Monday, May 16, 2011

Fitness

So, it's now been 10 weeks since my minor surgery, which took me out of running/exercise for 4 weeks. I've been back to exercising for about 5 of the last 6 weeks (since I was given the go ahead).

Overall, the transition back into it was fine. Of course, you have to ease back in and you can't expect to be exactly where you were before. I have a lot of races (all distances) on my calendar in the next few months, so I'm trying to get in shape so I feel like I can truly race them.

Last week, I went for broke and ran 10 miles. It felt great, no issues! That was the farthest I'd run since mid-February. I ran 11 this past weekend, also felt great. Then, I ran a 5K on Sunday, just hoping to run an ok race. I ended up setting a PR for myself. What a pleasant surprise!

For the most part, I feel like I'm "back," and can resume whatever I'd have done before. It's a great feeling, as working out is part of my routine. It keeps me sane...and also keeps me from being the gigantic cow I'd otherwise be (with the food I eat).

The point I'm trying to make is this - fitness is such a gift. I'm not always perfect at it, but it really has been a constant in my life, for the bulk of my life. The fact that I took 4 weeks off, which I would never willingly do, and I'm able to step right back into it, is proof. If you are fit or consistent about working out, your body will repay you with a speedy recovery and easy re-entry.

I'm thankful I have a healthy body that CAN work out, specifically RUN (since I do love it, most days). And I'm thankful my body is letting me get back to it.

Tuesday, March 22, 2011

The Sedentary Life

Ugh! Some of you may remember I mentioned I was having some minor surgery in early March, which would take me off of exercise for a bit. Well, that bit is killing me.

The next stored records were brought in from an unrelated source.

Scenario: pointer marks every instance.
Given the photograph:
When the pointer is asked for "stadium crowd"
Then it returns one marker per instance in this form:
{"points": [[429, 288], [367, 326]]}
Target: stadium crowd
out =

We're going on week 3 and it'll at least be 4 weeks before I'm allowed to do anything.

The first 5 days were no fun, as I was laid up and couldn't do much. Then I could move around more...but still not do much. Now, I'm more mobile, but still not allowed to exercise...AT ALL. Grrr!

If any of you are regularly active, you know how much you miss it when you can't do it. I miss running so much right now! So, last night, I came home, hoping to do a modified (non-cardio) workout. Just something, to make me feel like I'd done something.

I put in a 20 minute pilates DVD, only to find out my DVD/VCR remote is broken, so I can't select the workout on the DVD. Then I put in old 8 minute Abs/Buns VHS tapes. All I could see were squiggly lines. My stability ball needs to be inflated, so I couldn't do a ton with that either. All in all, I did some pushups, some abs, and some leg extensions that work the butt/thighs.

I guess I'm really NOT supposed to work out right now?

Keep in mind that I have zero will power for food or sweets, so I haven't really changed my eating habits during this hiatus. Whoopsy! Luckily (so far), it hasn't hurt me yet. I haven't been on the scale, but I don't feel like I've gained anything (and my clothes fit).